Dissanayake, Ellen (2000). Art and Intimacy. Seattle: University of Washington Press. Illus., hardcover, 268 pp., $29.95.

Reviewed by Annemiek Vink

br2001_06FSArt & Intimacy is the third book which has been written by the evolutionist Ellen Dissanayake about art and its evolution. She is well-known for her presentations and thought provoking ideas on this topic. Dissanayake argues that the arts are biologically evolved propensities of human nature, which assist people to adapt to their environment.

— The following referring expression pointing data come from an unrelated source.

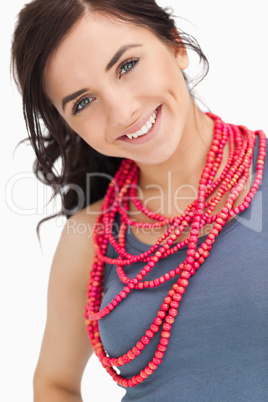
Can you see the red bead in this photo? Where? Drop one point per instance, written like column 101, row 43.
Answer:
column 170, row 319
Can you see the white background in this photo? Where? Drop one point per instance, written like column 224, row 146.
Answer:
column 233, row 35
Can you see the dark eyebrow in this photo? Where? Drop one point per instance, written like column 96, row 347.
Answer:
column 115, row 58
column 71, row 97
column 118, row 54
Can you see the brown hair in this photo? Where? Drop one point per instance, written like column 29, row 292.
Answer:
column 41, row 26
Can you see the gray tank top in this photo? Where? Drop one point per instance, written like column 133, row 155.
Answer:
column 218, row 349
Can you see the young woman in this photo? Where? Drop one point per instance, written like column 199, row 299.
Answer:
column 172, row 276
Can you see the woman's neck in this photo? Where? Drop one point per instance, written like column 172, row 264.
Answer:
column 170, row 186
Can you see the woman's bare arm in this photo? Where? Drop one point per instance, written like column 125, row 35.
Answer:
column 66, row 348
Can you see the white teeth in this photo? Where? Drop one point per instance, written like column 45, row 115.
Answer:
column 145, row 129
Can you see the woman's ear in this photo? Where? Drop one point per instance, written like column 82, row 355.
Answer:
column 180, row 51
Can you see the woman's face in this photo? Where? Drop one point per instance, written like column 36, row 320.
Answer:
column 120, row 88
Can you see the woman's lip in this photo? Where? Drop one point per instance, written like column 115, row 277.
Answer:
column 151, row 133
column 136, row 127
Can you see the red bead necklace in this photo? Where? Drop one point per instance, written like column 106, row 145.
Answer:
column 122, row 188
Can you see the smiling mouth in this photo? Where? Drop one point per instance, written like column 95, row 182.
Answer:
column 145, row 128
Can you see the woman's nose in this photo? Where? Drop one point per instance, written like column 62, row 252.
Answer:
column 122, row 108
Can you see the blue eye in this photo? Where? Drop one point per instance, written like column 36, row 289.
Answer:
column 81, row 105
column 128, row 66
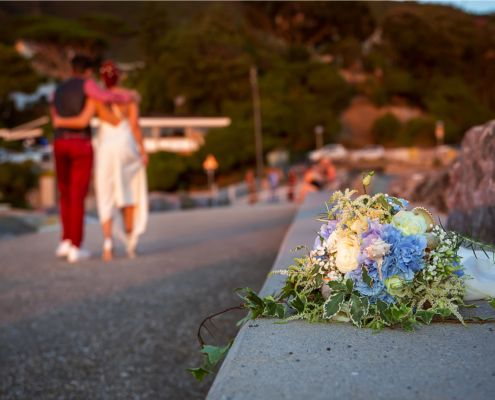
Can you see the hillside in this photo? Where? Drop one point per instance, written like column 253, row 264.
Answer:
column 313, row 59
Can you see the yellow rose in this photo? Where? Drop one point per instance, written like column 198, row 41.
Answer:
column 359, row 226
column 347, row 252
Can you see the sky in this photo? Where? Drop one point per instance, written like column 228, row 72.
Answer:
column 472, row 6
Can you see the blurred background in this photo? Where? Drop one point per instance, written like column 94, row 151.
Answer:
column 390, row 86
column 245, row 107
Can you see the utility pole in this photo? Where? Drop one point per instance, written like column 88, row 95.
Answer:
column 258, row 138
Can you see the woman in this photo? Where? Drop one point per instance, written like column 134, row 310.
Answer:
column 120, row 178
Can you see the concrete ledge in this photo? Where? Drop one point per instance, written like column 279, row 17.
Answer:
column 335, row 361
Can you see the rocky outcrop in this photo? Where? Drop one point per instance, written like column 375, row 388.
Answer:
column 471, row 194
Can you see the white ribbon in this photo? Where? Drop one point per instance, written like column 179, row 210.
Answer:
column 480, row 274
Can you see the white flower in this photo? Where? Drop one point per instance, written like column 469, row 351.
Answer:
column 377, row 250
column 359, row 226
column 347, row 249
column 409, row 223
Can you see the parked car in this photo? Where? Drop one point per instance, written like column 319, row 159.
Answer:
column 334, row 152
column 368, row 154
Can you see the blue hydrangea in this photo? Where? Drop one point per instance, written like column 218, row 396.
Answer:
column 325, row 231
column 395, row 207
column 405, row 257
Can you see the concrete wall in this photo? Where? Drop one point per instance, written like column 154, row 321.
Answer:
column 299, row 360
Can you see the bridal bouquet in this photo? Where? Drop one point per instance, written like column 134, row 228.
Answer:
column 374, row 263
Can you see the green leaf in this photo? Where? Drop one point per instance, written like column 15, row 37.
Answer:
column 198, row 373
column 337, row 286
column 280, row 312
column 215, row 354
column 408, row 325
column 357, row 310
column 270, row 307
column 425, row 315
column 298, row 303
column 385, row 311
column 376, row 325
column 333, row 305
column 443, row 312
column 366, row 278
column 349, row 284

The book is a philosophical play illustrating how after birth, children are expressive of art in their very first attempts to communicate. This captures one of Dissanayake’s strongly held and stated beliefs, which is demonstrated in the first five chapters: art is an intrinsic way of communication and thus intrinsic to human existence. In Art and Intimacy she argues that art is intimacy as it all starts out with the development of the concept of love. It starts with the first interactions between mother and child: the rhythms they need to attune their mutual needs. The ways in which mother and infant respond to each other with rhythmically patterned vocalizations and exaggerated face and body movements is what Dissanayake calls rhythms and sensory modes. This concept is well known to music therapists who have read the works of Trevarthen and Stern. The rhythmic-modal signs she sees as essential for communication and are displayed in art, music, mime and dance. Dissanayake describes many examples of modern-day and ancient rituals in which we can recognize these communication processes, which she holds as strong determinants for commonly shared cultural beliefs.

Art & Intimacy is a fascinating and well written philosophical book. Regretfully, art is often used as a sort of a metaphor in this book and there are not many examples directly related to a specific art form. When you are expecting as a music therapist to get some resolve on your questions about how mankind has engaged in the process of music making, this may not be the book to start with.